Employee shares are no-longer a differentiator for companies… regular liquidity events can be

Knowledge Base
Wednesday, November 22, 2023

Author: Ben Weaver

Startups have been offering staff shares since the late 1950s but the practice has only really stepped out of Silicon Valley into the mainstream in the last decade or so. Today, many companies, from new startups to established conglomerates, offer shares to staff to improve remuneration, reward loyalty and encourage them to feel more invested in their companies. 

A strategy which, by all accounts, works. Recent figures from the UK Government show that almost three quarters of businesses with an employee share scheme (ESS) say it has helped them retain and recruit staff. 

As a result, ESSs are on the rise. According to a report from the Employee Ownership Association, the popularity of employee equity is growing by more than 10% a year, while earlier this year, the Chancellor, Jeremy Hunt, announced that the Government was looking into ways to bolster the number of companies offering shares to staff, viewing it as a way to “boost motivation” and breathe new life into into the UK economy. 

While this is undoubtedly welcome news, we couldn’t help but notice that missing from all this was any mention of how those shares would be liquidated – and the impact that in itself could have on growing the UK economy. Information that was also noticeable by its absence in Mr Hunt’s Autumn Budget.  

Traditionally, equity compensation has been considered a long-term reward, a promise of future wealth contingent on the company's success. This approach made sense in an era where IPOs were more common, and the journey from startup to public company was faster. 

But those routes to liquidity are harder to come by these days. The IPO market is a shadow of its former self and companies are staying private far longer than they once did. While this can be lucrative for founders and their investors who can sell parts of their vested shares at each funding round and get some shorter-term liquidity, it leaves employee shareholders in liquidity limbo. The longer this goes on, the ability of employee shares to retain, recruit or motivate  will surely wane as shareholders grow tired of waiting for a gain that never comes. 

What we would like to see companies doing in order to continue to differentiate equity packages, and ensure they remain as a talent tool is guaranteeing some form of liquidity event after a certain time. By offering employees regular opportunities to liquidate a portion of their equity, companies can transform what was once a vague promise into a tangible asset, clearly differentiating themselves from competing business. Private companies could use the vesting process typically applied to equity compensation schemes to also trigger liquidity events. 

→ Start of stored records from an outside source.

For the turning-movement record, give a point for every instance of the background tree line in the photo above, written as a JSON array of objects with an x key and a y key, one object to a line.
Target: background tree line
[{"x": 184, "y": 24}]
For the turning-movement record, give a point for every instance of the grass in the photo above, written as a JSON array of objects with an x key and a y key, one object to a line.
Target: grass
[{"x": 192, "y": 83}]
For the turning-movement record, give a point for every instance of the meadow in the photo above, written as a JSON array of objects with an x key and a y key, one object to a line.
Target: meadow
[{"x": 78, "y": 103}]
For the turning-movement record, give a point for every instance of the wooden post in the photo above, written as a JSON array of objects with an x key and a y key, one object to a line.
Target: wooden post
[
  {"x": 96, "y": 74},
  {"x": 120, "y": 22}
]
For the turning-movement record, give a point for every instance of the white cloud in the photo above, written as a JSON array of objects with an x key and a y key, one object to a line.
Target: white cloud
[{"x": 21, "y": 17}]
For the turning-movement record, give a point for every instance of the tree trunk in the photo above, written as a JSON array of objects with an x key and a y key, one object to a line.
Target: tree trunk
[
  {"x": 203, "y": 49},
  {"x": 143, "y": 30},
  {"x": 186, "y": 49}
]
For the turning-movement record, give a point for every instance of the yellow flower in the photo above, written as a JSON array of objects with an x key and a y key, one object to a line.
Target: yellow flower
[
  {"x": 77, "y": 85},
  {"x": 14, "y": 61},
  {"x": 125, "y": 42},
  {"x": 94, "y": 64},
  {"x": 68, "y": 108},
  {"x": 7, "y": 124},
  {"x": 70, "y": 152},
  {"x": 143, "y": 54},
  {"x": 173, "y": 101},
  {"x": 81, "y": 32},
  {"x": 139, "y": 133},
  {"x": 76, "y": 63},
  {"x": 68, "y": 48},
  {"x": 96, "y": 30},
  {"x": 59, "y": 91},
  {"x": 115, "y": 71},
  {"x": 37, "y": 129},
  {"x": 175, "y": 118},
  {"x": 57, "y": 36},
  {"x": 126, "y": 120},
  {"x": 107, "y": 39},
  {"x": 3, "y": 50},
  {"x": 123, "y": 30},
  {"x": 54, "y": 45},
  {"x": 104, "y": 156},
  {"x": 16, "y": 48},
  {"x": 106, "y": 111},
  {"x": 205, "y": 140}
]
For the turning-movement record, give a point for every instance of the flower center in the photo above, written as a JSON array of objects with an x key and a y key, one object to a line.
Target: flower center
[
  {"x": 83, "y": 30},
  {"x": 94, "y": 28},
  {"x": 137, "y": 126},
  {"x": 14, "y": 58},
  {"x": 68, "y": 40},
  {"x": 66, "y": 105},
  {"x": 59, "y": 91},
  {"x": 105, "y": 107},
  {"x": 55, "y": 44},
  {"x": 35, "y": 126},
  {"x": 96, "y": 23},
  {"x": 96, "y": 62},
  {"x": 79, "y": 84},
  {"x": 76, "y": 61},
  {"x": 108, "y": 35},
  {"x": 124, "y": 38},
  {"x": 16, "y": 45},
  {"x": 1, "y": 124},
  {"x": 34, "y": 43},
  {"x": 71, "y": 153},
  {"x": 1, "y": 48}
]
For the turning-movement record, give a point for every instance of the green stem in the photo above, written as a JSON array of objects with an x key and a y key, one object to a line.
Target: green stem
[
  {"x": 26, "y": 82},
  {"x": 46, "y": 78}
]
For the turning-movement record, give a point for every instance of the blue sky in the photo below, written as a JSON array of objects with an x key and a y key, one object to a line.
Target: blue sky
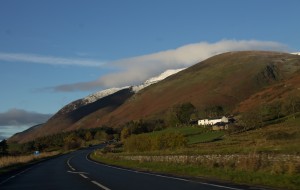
[{"x": 53, "y": 52}]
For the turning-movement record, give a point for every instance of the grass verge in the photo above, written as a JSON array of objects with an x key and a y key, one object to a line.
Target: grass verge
[{"x": 260, "y": 178}]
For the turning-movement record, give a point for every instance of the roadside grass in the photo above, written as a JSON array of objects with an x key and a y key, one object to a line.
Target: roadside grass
[
  {"x": 276, "y": 139},
  {"x": 8, "y": 163},
  {"x": 194, "y": 134},
  {"x": 259, "y": 178}
]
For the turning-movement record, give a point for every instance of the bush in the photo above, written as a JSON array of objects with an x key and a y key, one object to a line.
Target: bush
[{"x": 162, "y": 141}]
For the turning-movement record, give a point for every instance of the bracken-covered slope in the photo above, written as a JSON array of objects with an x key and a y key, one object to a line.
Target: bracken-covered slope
[
  {"x": 232, "y": 80},
  {"x": 227, "y": 79}
]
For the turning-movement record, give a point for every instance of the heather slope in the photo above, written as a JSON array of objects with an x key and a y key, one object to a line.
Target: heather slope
[
  {"x": 226, "y": 79},
  {"x": 232, "y": 80}
]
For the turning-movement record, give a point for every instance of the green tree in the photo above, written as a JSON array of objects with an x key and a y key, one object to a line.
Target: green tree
[
  {"x": 72, "y": 141},
  {"x": 181, "y": 114},
  {"x": 125, "y": 133},
  {"x": 88, "y": 136},
  {"x": 3, "y": 147}
]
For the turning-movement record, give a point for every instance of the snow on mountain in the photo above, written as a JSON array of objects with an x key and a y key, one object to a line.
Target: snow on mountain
[
  {"x": 156, "y": 79},
  {"x": 296, "y": 53},
  {"x": 101, "y": 94}
]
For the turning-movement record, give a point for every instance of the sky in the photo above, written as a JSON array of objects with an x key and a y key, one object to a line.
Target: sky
[{"x": 53, "y": 52}]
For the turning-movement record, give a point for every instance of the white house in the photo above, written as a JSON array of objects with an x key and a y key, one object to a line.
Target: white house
[{"x": 212, "y": 121}]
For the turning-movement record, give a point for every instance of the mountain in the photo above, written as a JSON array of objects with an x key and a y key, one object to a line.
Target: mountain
[
  {"x": 237, "y": 81},
  {"x": 101, "y": 102},
  {"x": 227, "y": 80}
]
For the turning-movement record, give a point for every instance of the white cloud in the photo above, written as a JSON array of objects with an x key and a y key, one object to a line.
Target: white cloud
[
  {"x": 136, "y": 70},
  {"x": 18, "y": 117},
  {"x": 33, "y": 58}
]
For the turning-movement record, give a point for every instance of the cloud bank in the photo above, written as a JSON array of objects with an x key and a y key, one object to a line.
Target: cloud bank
[
  {"x": 136, "y": 70},
  {"x": 19, "y": 117},
  {"x": 32, "y": 58}
]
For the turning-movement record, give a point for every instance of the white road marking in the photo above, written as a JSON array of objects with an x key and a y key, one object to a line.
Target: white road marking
[
  {"x": 77, "y": 172},
  {"x": 13, "y": 176},
  {"x": 68, "y": 162},
  {"x": 100, "y": 185},
  {"x": 82, "y": 175},
  {"x": 163, "y": 176}
]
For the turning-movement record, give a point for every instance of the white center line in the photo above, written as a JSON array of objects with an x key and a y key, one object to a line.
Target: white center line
[
  {"x": 82, "y": 175},
  {"x": 99, "y": 185}
]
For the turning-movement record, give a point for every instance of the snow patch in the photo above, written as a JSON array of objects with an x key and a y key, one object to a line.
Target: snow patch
[
  {"x": 101, "y": 94},
  {"x": 296, "y": 53},
  {"x": 156, "y": 79}
]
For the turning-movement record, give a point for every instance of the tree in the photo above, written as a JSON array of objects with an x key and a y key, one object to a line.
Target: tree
[
  {"x": 72, "y": 141},
  {"x": 125, "y": 133},
  {"x": 293, "y": 104},
  {"x": 88, "y": 136},
  {"x": 181, "y": 113},
  {"x": 214, "y": 111},
  {"x": 3, "y": 147},
  {"x": 251, "y": 119}
]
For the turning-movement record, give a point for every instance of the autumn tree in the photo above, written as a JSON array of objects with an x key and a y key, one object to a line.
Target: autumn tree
[{"x": 3, "y": 148}]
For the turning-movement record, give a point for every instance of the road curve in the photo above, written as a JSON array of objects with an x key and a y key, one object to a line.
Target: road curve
[{"x": 75, "y": 171}]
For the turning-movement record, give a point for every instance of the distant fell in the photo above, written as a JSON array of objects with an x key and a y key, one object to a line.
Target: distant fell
[{"x": 233, "y": 80}]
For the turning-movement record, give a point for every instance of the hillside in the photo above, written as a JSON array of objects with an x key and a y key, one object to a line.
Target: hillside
[
  {"x": 227, "y": 80},
  {"x": 232, "y": 80}
]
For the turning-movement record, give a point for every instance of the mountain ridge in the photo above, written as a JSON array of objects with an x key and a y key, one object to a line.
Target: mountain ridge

For example, after a 1, 3, or 5-year period of employment, employees could be permitted to sell a portion of their shares during a trading window that the company periodically specifies and conducts. At Asset Match, we are able to facilitate liquidity events of this nature and over the last 12 years, we’ve carried out more than 750 periodic auctions and transacted over £125m. 

For companies concerned about inviting unknown shareholders into the business, these auctions need not be a general sale where anyone can buy in, but rather an internal market with specified sellers and buyers. There’s also no guarantee of a sale or price, but if a price is settled on, it is decided by an algorithm that pinpoints a fair trade calculated from the median price of all the bids and offers. 

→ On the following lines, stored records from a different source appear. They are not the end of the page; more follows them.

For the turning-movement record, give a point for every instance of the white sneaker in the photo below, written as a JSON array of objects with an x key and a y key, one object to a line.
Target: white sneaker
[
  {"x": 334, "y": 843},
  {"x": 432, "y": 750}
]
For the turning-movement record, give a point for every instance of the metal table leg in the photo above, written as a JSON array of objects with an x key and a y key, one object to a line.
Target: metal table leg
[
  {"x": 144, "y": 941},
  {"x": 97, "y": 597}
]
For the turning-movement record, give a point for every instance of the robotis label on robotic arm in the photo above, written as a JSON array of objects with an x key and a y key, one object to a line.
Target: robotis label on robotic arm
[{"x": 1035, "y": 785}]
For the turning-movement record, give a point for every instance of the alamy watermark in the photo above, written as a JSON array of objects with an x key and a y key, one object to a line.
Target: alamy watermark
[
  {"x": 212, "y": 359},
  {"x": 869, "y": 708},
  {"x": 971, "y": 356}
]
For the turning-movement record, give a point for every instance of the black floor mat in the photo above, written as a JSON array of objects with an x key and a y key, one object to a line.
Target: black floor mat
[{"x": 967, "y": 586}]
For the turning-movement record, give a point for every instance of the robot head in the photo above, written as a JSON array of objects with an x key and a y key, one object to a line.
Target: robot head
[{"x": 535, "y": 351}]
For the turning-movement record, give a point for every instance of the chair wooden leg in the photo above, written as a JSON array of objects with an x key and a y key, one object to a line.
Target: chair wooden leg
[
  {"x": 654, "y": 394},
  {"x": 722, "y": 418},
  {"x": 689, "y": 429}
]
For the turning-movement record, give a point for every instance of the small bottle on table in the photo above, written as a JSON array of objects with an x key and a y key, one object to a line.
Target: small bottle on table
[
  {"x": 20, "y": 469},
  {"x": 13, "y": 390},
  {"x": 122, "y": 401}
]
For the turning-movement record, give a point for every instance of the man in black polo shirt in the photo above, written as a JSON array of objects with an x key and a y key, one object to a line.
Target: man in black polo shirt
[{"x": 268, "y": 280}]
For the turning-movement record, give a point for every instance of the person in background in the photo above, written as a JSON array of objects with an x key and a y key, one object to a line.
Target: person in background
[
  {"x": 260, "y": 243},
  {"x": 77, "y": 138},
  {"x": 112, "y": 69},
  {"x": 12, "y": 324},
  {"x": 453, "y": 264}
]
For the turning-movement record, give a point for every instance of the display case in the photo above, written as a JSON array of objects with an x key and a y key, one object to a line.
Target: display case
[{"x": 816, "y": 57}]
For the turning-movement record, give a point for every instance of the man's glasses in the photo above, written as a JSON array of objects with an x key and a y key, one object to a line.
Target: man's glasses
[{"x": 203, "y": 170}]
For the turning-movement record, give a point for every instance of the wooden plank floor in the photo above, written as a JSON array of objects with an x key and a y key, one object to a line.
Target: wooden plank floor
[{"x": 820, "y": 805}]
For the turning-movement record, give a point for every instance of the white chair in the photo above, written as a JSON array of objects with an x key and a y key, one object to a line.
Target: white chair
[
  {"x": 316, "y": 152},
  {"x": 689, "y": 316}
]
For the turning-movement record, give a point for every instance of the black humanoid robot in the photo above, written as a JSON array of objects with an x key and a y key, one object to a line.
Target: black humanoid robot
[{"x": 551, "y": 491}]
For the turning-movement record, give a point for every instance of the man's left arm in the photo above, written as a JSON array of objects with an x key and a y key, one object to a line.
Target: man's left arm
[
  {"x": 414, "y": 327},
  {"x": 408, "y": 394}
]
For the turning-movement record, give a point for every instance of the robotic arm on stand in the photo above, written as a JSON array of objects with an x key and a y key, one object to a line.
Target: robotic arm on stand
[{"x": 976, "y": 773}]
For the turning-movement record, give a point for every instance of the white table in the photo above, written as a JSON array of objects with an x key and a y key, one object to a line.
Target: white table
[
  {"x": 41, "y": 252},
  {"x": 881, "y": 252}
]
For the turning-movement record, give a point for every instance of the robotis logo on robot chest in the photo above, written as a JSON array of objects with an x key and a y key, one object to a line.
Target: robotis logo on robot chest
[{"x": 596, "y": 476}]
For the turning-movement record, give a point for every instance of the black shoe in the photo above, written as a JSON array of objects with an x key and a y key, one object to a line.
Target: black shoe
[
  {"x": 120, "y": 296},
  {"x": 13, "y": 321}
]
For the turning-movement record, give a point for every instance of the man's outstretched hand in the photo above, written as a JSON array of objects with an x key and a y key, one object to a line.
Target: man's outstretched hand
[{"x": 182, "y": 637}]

The implementation of regular liquidity events can do more than just provide employees with some additional cash, they can help foster a culture of trust and recognition within the organisation. Employees who see a clear path to realising the value of their equity will hopefully feel more valued and, in turn, more committed to the company's vision and success. 

Moreover, these events send a strong message to potential recruits. They signal that the company is not only forward-thinking in its approach to compensation, but also genuinely invested in the welfare and satisfaction of its employees. Furthermore, for companies that initially gave shares to earlier employees but no longer offer equity to new hires, it could present those new hires with an opportunity to buy into the business. 

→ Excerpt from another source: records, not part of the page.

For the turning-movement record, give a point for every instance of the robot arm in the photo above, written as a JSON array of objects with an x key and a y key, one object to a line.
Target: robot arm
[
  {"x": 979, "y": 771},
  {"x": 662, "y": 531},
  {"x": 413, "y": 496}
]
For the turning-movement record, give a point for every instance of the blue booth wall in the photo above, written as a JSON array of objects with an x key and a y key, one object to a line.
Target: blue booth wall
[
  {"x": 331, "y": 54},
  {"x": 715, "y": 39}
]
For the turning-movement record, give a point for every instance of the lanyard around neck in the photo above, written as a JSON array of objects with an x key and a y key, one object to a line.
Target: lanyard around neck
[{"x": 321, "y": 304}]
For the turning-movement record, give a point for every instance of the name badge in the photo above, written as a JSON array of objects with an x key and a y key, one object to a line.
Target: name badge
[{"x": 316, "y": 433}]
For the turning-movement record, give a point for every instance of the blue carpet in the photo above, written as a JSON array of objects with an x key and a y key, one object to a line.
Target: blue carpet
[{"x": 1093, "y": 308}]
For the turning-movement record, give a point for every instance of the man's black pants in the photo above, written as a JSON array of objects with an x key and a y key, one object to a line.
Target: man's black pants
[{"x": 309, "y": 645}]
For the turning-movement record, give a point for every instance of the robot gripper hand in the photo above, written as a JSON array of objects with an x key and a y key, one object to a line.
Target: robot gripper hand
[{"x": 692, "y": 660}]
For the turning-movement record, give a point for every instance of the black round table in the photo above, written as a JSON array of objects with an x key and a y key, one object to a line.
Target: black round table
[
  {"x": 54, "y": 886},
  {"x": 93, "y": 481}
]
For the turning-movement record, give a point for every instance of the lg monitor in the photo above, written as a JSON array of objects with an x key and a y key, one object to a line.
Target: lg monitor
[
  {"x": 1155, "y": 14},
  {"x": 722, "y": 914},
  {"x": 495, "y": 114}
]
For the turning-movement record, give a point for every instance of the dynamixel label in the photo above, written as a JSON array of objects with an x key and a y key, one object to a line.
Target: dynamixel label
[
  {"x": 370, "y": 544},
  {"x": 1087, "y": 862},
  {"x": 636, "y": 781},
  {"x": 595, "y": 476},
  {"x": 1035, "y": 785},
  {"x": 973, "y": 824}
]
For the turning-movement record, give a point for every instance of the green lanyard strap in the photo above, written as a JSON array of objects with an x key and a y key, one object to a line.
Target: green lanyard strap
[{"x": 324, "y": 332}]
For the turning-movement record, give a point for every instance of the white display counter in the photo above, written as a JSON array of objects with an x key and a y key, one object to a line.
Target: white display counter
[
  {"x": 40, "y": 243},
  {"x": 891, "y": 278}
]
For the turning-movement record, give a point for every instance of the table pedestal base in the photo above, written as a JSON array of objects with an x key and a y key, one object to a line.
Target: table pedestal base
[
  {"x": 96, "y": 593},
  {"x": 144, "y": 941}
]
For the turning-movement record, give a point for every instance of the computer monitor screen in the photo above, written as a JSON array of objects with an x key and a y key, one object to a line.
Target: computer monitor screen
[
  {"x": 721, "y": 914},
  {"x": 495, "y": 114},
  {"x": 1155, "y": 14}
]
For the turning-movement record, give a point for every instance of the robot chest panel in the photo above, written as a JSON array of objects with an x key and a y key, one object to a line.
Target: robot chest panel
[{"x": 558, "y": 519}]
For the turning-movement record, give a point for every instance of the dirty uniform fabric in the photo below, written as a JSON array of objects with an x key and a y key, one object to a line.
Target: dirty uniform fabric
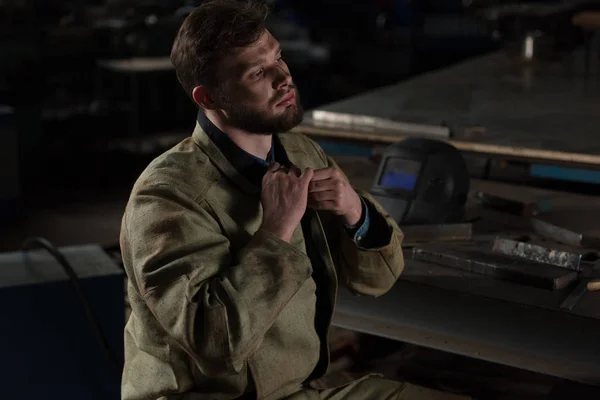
[{"x": 221, "y": 309}]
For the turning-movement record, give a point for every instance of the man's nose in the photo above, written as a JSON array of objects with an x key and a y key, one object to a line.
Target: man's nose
[{"x": 281, "y": 78}]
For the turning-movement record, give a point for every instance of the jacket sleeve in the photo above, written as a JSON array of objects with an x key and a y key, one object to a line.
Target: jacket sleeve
[
  {"x": 366, "y": 270},
  {"x": 215, "y": 307}
]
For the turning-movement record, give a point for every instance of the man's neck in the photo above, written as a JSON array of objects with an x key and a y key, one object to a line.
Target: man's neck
[{"x": 256, "y": 144}]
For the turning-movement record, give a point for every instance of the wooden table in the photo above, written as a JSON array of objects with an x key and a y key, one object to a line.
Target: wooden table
[
  {"x": 494, "y": 106},
  {"x": 484, "y": 318}
]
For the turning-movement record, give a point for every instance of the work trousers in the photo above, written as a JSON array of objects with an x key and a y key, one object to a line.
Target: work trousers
[{"x": 376, "y": 388}]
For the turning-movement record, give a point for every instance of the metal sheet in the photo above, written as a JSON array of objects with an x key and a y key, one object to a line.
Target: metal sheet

From a wider economic point of view, the cashing in of these shares is a great way to let loose some of the trillions of pounds of trapped liquidity the country has locked away. It also facilitates the recycling of cash – especially considering the illiquidity discount (30% to 50% by our estimates) it offers buyers – back into the market, bolstering sentiment. 

For private companies and the government this is one of the ideal scenarios where the right moral decision is also the right business one.